Are these machines that have cached credentials enabled? If so try resetting the password on one of the non-working clients

Cannot find this registry key

HKEY_LOCAL_MACHINE\SYSTEM\CurrentControlSet\Services\MSExchangeDSAccess\Diagnostics
 did you mean

HKEY_LOCAL_MACHINE\SYSTEM\CurrentControlSet\Services\MSExchange ADAccess\Diagnostics

Yes, sorry the other key is for exchange 2003

Do I enable the keys on the transport role or mailbox role or both

Mailbox

Here is the GUI way
http://www.howexchangeworks.com/2009/07/diagnostic-logging-in-exchange-2010.html

Enablw logs for about 3 minutes while I tried Outlook but did not get any errors pertaiing to that user or omputer

If you run outlook.exe /rpcdiag what do you see on the user who can't connect?

running outllok with /rpcdiag show the transport server name and status conneciting as it keeps asking for password

on a working client does it show connecting to the same server as the failing client?

on a working client does it show connecting to the same server as the failing client?

a good client shows 4 items 3 with the CA server and one with the mailbox server

Server             Type         Interface   Connection Status
CA                 Mail            LAN          TCP/IP       Establsihed  
CA                 Mail            LAN          TCP/IP       Establsihed
CA                 Directory     LAN          TCP/IP       Establsihed  
Mailbox          Public F      LAN          TCP/IP       Establsihed

Ok, are these client connecting via http?
I wonder why the client is hitting the transport server first...should be hitting the CAS

I wonder why the client is hitting the transport server first...should be hitting the CAS

My explanation was fuzzy,  the transport and CAS are the same

Change the users outlook account to  connect via http, and see if there is any change

Change the users outlook account to  connect via http, and see if there is any change?

don't have htat option in Control Panel item

Its in account settings, more settings, connection, in outlook
Capture.JPG

under More setting- connection iin hte Outlook Anywhere I check HTTP box still no work

If you give your account send as and full access rights to the non-working users account can you open it as an additional mailbox in your outlook ?

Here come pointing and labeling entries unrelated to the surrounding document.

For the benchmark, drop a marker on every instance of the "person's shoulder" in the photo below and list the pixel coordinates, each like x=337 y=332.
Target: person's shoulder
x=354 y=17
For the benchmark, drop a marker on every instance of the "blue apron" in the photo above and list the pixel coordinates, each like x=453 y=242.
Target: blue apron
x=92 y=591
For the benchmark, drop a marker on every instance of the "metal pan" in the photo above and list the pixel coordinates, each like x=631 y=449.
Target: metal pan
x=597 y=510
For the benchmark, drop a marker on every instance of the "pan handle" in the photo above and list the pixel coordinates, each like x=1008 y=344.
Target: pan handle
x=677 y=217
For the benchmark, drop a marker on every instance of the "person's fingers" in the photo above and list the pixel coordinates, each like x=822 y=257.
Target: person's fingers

If you give your account send as and full access rights to the non-working users account can you open it as an additional mailbox in your outlook ?

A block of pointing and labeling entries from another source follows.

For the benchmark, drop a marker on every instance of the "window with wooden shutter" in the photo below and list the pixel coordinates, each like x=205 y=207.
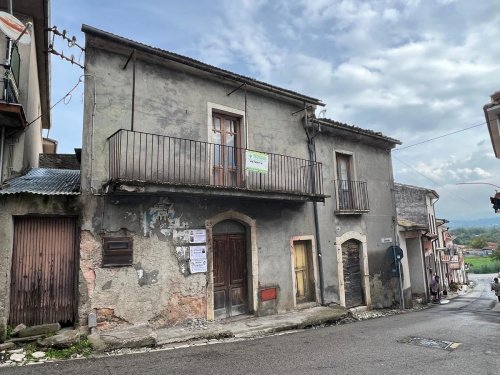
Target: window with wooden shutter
x=117 y=251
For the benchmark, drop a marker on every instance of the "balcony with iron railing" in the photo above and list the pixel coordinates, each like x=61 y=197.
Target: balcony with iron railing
x=351 y=197
x=194 y=167
x=452 y=258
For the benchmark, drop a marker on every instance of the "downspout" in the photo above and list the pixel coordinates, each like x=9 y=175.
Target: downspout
x=7 y=58
x=433 y=242
x=2 y=147
x=312 y=158
x=396 y=233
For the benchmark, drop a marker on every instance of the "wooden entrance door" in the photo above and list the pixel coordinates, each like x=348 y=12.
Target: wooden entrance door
x=352 y=274
x=43 y=277
x=227 y=154
x=344 y=177
x=304 y=289
x=230 y=275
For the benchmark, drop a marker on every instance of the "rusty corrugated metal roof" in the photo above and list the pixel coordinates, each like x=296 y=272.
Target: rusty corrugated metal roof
x=44 y=181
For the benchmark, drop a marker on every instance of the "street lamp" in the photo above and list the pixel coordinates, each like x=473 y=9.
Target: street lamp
x=495 y=201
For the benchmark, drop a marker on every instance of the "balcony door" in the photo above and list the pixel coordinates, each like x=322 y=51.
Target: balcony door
x=227 y=153
x=344 y=180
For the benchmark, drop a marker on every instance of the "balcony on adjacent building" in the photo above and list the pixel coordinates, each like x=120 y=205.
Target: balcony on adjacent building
x=143 y=162
x=455 y=262
x=11 y=111
x=351 y=197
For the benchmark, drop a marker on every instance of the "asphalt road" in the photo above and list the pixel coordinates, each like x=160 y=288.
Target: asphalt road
x=376 y=346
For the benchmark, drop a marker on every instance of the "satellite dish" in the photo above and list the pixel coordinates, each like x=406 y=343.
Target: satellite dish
x=14 y=28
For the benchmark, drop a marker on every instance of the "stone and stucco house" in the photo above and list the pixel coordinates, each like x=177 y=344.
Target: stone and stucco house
x=204 y=194
x=200 y=191
x=418 y=237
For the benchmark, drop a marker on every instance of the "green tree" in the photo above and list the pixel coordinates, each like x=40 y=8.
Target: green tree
x=477 y=243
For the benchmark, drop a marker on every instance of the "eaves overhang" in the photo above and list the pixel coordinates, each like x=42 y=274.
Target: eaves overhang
x=492 y=117
x=351 y=130
x=198 y=65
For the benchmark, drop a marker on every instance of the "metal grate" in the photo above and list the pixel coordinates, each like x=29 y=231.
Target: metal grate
x=431 y=343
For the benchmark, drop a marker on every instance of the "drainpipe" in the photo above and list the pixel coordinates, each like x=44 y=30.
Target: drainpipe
x=312 y=158
x=396 y=234
x=2 y=147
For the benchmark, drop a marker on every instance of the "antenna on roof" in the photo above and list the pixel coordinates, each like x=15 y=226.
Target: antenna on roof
x=15 y=29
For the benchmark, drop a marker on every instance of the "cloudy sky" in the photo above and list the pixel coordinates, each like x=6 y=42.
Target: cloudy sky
x=413 y=69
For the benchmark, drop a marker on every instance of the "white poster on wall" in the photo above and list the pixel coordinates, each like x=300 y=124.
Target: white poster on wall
x=197 y=265
x=198 y=252
x=197 y=236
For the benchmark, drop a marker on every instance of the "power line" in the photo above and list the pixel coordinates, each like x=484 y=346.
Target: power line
x=441 y=136
x=431 y=180
x=59 y=101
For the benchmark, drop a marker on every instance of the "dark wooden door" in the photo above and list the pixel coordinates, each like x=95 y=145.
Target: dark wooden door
x=230 y=275
x=43 y=277
x=227 y=154
x=344 y=181
x=352 y=274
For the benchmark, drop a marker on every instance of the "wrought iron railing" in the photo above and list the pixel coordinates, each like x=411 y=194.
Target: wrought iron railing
x=451 y=258
x=137 y=156
x=351 y=196
x=9 y=91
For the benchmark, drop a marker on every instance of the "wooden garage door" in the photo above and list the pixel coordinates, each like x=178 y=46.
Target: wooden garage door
x=43 y=277
x=352 y=274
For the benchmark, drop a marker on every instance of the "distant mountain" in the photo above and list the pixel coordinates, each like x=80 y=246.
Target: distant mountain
x=479 y=223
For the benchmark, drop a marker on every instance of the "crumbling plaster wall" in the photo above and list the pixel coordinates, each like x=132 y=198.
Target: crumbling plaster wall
x=372 y=164
x=173 y=102
x=19 y=205
x=158 y=288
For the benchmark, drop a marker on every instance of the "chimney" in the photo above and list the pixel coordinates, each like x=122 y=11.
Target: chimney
x=495 y=97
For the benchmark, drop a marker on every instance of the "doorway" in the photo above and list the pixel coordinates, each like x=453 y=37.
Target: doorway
x=230 y=269
x=227 y=152
x=303 y=268
x=352 y=273
x=43 y=276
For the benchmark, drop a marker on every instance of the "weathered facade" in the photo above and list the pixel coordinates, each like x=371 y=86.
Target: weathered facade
x=418 y=238
x=24 y=106
x=174 y=161
x=357 y=224
x=200 y=191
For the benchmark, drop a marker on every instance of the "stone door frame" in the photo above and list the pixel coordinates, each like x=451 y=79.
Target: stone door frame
x=252 y=259
x=363 y=258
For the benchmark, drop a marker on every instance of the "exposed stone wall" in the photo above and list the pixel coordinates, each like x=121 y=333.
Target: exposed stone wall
x=158 y=288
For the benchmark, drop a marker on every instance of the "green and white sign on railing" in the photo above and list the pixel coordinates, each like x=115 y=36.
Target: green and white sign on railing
x=256 y=162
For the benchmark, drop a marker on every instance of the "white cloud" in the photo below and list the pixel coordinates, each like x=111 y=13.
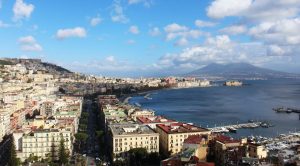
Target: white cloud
x=223 y=8
x=29 y=43
x=181 y=33
x=218 y=49
x=4 y=25
x=32 y=47
x=27 y=40
x=154 y=31
x=181 y=42
x=110 y=59
x=254 y=10
x=234 y=29
x=117 y=13
x=95 y=21
x=130 y=42
x=175 y=28
x=201 y=23
x=22 y=10
x=134 y=29
x=72 y=32
x=283 y=32
x=147 y=3
x=106 y=65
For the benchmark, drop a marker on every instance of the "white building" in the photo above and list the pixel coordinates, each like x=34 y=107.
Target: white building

When I try to add the account as an additional mailbox my Outloook hangs

I will let the nightly backup run and will move those users to a new database in hte morning

New-MailboxRepairRequest
First try the above powershell

Did not see you lst comment but moved users to new databases with no luck.

will try to MailboxRepairRequest

crested new user and moved mailbox to the new user.